Uber’s founder Travis Kalanick, whose business is already valued at over $50 billion and counts Google and Microsoft among its investors, is a typical Silicon Valley tech titan: out of the same mould as Zuckerberg, Page and Brin, Bezos and Elon Musk.

He reckons he’s part of mission control to the future: a future that will be made of maths and computing. He has no time for anyone who doesn’t see that and act that.

Like his peer titans, he has no time for what he considers to be ‘narrow bandwidth’ people who are an egg short of a full omelette. Remember Zuckerberg’s comment that he only makes friends with people who are smarter than him!?

Like the other titans Kalanick sees an inefficient world in need of vast improvement via the wholesale application of big streaming data analytics and other ‘math house’ tricks: a world which is held back by woefully out of date regulations, and by ‘egg short’ people like black cab drivers.

Kalanick’s mindset permeates the Uber culture and helps explain the heat of the protests building against the company across the world, notably in Europe in London, Paris and Brussels.

Uber operates in 300 cities ranging from London and Paris to Mumbai and Nairobi. The stretch goal is to reach 500 by 2017.

Provided Uber can ride out the current protests, and law suits, and its high octane and already legendary team of lobbyists can keep key politicians and people in high places onside, he suggests that in 10 years time nobody will think of Uber as a taxi company.

What Uber is really about is truly transforming the way ‘things’, including people, are moved about so as to minimise pollution, congestion, wear and tear, cost and time waste. His slogan is to make transport as ‘’efficient as running water.’’

Just think: the average car costs nearly $10,000 to own and yet spends less than 5% of its time in action and 30% of the traffic in major cities is looking for somewhere to park.

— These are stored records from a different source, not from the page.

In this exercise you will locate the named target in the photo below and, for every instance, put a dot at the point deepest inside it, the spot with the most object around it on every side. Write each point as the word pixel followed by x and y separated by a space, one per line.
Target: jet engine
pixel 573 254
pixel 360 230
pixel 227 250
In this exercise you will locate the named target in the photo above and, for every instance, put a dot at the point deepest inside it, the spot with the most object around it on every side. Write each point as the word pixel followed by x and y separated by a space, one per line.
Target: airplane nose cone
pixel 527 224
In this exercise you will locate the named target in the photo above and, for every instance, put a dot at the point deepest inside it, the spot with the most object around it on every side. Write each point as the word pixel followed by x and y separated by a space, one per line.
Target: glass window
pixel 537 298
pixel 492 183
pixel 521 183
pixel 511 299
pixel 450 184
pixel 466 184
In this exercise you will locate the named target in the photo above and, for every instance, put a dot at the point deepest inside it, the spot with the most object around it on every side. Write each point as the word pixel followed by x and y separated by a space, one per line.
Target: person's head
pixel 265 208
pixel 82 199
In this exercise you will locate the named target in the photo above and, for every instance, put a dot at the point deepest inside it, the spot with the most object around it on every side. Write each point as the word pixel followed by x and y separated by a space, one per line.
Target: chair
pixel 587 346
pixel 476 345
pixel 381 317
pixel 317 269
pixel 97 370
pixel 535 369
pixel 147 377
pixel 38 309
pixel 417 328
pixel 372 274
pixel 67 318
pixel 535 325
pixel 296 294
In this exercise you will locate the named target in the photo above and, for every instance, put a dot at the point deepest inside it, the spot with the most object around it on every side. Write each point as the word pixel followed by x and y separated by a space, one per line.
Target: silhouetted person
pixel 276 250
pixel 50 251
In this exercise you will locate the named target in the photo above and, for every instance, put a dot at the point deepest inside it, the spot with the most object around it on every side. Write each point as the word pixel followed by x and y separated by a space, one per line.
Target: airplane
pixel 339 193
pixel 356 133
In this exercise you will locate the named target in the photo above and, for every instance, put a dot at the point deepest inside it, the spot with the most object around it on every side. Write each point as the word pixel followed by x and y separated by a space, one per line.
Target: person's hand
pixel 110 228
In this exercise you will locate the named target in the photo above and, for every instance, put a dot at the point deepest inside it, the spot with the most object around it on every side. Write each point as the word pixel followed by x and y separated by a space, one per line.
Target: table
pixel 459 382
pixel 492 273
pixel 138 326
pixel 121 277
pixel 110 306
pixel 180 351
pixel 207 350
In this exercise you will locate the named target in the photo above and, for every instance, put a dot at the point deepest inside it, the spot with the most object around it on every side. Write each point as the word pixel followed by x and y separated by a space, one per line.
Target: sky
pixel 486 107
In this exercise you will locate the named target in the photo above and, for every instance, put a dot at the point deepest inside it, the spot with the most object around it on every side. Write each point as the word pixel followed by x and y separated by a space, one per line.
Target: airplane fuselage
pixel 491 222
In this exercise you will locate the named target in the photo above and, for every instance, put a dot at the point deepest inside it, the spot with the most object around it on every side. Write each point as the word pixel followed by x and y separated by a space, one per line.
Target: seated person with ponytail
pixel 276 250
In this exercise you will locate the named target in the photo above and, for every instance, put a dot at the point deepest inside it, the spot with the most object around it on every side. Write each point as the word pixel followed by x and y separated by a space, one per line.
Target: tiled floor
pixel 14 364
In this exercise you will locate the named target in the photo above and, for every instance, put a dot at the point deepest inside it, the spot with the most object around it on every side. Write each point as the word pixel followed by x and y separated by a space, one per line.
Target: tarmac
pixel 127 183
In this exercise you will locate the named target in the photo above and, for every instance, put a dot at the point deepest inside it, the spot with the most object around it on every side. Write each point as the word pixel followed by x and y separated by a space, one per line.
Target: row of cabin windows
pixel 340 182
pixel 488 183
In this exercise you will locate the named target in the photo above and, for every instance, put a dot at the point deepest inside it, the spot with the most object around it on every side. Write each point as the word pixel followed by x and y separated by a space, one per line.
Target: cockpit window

Meeting and beating what Uber people call one of humanity’s major ‘organising challenges’ is what it’s all about in an operating environment shaped by urbanisation , pollution, and the rise and rise of the Millennial generation of which he is one, who number nearly 2.5 billion worldwide.

The much heralded autonomous vehicle, that drives itself, and expected to be commercially available by 2020 from Tesla, Apple, Google, and several legacy car companies, is at the core of Uber’s forward vision.

Fleets of 24/7 on-call vehicles will populate the world’s major cities to ferry people and goods about.

A recent study by Columbia University’s Earth Faculty argued that by 2023 New York’s 18,000 Yellow cabs will be supplantable by 9000 robot taxis yielding an average wait time of under a minute and a cost per mile of $0.50.

Kalanick says he’s approached Tesla about buying its entire putative output of autonomous EVs in 2020, some 500,000 vehicles, provided Uber can build some products and functions on top of what Tesla has installed.

That puts Kalanick in the same class of making breathtaking plans and claims as Musk himself. Well, not quite, he hasn’t said his ambition is die living on Mars.

And his biggest competitor? Amazon, of course. The Cloud meister and for now peerless order fulfilment and logistics giant.

Brave new world?

Smacks of the landscape and technology shown in Minority Report.